Thursday, July 4, 2013

Something fishy in the way we talk


We know that gestures are a form of nonverbal communication in which visible bodily actions are used to communicate important messages, either in place of speech or together and in parallel with spoken words. Some of us use gestures more than others and some hand gestures are typically culturally sensitive. The thumbs up gesture in the USA is usually accepted to mean “well done” whilst in countries such as Russia and western Africa it’s an insult.


Gestures are, however, much much more interesting when we consider their origin. It seems fish have a role to play. Apparently, according to Andrew Bass from Cornell University, the evolutionary origins of the behavioral coupling between speech and hand movement is traced back to a developmental compartment in the brain of fishes.
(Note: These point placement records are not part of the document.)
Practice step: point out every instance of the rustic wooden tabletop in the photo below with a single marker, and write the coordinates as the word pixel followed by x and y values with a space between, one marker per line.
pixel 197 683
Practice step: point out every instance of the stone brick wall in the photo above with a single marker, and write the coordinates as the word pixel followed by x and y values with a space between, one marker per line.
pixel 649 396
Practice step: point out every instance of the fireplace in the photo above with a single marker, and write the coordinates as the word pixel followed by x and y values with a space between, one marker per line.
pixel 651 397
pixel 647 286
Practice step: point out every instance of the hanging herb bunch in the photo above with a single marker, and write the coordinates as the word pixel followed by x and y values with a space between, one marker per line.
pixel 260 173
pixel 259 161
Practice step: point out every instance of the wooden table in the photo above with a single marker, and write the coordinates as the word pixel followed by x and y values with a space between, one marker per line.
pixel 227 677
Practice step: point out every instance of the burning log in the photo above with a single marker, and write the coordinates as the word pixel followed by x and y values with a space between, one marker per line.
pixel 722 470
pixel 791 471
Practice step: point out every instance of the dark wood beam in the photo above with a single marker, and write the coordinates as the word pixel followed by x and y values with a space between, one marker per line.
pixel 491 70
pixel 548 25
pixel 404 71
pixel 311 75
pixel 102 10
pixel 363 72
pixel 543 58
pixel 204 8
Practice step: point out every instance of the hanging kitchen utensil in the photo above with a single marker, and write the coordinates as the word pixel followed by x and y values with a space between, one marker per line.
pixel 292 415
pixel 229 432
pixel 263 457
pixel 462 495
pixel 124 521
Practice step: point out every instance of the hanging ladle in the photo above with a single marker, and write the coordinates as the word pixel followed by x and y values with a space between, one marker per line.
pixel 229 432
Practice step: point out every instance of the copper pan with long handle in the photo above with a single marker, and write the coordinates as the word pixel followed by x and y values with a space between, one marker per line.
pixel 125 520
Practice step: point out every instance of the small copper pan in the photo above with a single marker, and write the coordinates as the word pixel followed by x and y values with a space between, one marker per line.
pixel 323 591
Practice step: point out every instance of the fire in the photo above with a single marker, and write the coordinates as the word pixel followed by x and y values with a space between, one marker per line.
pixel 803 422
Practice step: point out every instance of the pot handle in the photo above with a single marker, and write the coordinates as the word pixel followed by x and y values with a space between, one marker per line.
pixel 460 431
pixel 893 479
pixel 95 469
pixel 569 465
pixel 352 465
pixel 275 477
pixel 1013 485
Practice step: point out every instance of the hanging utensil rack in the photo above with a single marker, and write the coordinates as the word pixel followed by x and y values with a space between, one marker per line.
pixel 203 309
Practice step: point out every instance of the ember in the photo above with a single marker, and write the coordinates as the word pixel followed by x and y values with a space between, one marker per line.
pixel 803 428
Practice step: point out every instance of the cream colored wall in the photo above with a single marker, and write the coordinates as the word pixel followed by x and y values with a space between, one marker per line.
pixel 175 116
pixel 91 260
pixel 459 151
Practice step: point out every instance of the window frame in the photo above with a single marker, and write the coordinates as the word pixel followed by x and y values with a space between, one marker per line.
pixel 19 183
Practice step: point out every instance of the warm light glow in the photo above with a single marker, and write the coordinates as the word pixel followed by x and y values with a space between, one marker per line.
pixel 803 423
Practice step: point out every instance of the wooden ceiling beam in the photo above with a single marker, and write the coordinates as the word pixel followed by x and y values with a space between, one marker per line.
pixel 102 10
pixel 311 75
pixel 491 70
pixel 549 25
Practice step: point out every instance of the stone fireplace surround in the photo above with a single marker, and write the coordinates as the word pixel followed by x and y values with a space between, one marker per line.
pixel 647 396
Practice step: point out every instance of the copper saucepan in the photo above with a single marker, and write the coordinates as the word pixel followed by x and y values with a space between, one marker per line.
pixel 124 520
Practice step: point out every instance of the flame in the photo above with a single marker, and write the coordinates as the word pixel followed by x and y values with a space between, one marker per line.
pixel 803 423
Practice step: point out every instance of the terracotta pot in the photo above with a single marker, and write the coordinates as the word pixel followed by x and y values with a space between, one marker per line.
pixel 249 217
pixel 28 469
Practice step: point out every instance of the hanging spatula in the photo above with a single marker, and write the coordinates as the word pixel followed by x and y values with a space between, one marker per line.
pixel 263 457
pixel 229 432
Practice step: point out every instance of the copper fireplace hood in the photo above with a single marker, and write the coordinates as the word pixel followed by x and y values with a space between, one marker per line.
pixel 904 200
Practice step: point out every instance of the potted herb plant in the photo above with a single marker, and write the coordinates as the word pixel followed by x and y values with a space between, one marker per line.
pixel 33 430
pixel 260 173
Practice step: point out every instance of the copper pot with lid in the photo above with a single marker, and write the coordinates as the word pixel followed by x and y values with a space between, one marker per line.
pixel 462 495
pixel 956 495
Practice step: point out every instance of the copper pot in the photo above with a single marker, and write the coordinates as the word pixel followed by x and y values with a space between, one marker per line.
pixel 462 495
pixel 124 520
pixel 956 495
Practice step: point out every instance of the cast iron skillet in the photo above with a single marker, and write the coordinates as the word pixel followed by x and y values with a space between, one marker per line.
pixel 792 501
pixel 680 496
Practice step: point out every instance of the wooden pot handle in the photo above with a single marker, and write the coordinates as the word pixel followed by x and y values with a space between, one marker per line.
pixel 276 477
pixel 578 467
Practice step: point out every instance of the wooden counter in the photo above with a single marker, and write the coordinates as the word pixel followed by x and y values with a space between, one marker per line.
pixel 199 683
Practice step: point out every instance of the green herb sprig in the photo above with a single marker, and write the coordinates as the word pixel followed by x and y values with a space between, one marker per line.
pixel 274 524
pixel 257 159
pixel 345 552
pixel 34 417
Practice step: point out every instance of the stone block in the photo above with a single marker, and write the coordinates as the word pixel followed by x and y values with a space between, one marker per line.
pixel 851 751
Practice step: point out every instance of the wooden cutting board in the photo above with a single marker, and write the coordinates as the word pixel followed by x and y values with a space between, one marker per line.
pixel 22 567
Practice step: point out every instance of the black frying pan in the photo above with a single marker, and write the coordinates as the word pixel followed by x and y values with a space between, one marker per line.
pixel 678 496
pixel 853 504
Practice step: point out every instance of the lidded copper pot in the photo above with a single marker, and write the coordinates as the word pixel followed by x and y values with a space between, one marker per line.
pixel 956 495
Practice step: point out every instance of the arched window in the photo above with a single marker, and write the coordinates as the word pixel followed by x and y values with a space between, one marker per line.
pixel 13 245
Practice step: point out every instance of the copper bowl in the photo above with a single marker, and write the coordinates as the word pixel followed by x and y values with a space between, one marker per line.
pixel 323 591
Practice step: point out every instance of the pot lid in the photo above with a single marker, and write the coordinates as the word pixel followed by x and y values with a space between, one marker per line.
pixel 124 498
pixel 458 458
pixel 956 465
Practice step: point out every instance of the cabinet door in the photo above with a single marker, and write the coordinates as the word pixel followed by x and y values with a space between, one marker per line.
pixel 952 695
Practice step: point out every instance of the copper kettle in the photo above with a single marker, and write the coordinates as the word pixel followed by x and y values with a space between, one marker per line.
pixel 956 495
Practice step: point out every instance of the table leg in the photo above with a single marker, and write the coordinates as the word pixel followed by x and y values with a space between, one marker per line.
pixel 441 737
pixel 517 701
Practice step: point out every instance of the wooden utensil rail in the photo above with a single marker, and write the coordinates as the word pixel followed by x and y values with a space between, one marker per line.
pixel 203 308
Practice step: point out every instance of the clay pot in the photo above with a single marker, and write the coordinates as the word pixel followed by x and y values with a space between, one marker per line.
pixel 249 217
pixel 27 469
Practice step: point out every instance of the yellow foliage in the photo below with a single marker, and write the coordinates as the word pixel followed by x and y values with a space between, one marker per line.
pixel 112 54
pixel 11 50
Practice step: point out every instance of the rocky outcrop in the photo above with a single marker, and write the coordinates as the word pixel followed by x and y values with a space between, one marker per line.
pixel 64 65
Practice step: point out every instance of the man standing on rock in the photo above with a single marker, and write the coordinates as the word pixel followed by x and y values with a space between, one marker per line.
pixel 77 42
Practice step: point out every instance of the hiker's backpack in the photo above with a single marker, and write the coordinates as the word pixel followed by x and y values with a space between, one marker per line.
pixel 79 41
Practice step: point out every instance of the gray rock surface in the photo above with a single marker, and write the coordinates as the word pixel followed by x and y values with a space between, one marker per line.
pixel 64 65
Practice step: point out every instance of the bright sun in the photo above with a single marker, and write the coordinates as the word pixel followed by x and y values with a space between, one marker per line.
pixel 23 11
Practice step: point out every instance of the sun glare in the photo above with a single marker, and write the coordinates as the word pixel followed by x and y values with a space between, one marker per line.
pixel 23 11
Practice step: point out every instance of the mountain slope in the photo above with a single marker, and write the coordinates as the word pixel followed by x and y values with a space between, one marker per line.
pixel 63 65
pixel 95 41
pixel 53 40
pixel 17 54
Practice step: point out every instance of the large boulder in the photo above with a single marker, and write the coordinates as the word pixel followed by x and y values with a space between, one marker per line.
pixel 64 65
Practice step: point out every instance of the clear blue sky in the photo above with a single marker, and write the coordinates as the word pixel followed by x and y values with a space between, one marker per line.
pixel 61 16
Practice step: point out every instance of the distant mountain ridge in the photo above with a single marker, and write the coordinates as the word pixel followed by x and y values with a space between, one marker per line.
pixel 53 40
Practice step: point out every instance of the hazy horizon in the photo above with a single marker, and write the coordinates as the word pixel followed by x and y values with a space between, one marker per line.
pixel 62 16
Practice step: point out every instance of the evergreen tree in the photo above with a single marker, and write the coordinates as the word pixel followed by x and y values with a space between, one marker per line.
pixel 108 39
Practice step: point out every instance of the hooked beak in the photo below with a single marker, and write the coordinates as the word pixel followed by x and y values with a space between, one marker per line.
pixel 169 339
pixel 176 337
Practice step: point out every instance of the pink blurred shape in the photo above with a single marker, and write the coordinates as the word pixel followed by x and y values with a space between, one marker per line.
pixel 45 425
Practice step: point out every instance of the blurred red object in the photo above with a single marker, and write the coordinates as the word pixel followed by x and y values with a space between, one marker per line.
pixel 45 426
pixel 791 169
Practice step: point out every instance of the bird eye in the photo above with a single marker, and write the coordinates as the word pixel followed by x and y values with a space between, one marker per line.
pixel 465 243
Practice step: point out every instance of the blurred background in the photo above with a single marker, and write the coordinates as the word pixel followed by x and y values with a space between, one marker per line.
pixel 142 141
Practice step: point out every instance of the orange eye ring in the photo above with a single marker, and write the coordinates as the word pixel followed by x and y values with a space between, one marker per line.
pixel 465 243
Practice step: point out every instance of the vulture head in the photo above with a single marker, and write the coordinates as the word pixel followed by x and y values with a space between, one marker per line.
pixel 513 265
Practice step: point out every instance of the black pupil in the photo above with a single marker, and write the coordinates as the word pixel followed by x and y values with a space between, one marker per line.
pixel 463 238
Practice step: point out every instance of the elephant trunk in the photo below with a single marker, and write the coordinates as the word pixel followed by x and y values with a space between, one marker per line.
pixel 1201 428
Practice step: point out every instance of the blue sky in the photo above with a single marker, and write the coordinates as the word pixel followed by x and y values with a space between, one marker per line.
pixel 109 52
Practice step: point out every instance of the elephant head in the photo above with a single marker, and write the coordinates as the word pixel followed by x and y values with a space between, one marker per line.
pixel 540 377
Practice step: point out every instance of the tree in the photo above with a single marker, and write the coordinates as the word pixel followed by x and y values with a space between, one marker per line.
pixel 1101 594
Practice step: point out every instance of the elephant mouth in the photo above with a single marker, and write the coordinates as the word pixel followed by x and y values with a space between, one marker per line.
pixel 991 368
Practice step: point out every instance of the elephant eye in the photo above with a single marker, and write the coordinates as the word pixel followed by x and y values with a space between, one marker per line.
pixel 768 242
Pectoral appendages (fins and forelimbs) are mainly used for locomotion. However, pectoral appendages also function in social communication for the purposes of making sounds that we simply refer to as non-vocal sonic signals, and for gestural signalling.

Studies of early development in fishes show that neural networks in the brain controlling the more complex vocal and pectoral mechanisms of social signalling among birds and mammals have their ancestral origins in a single compartment of the hindbrain in fishes. This begins to explain the ancestral origins of the neural basis for the close coupling between vocal and pectoral/gestural signalling that is observed among many vertebrate groups, including humans.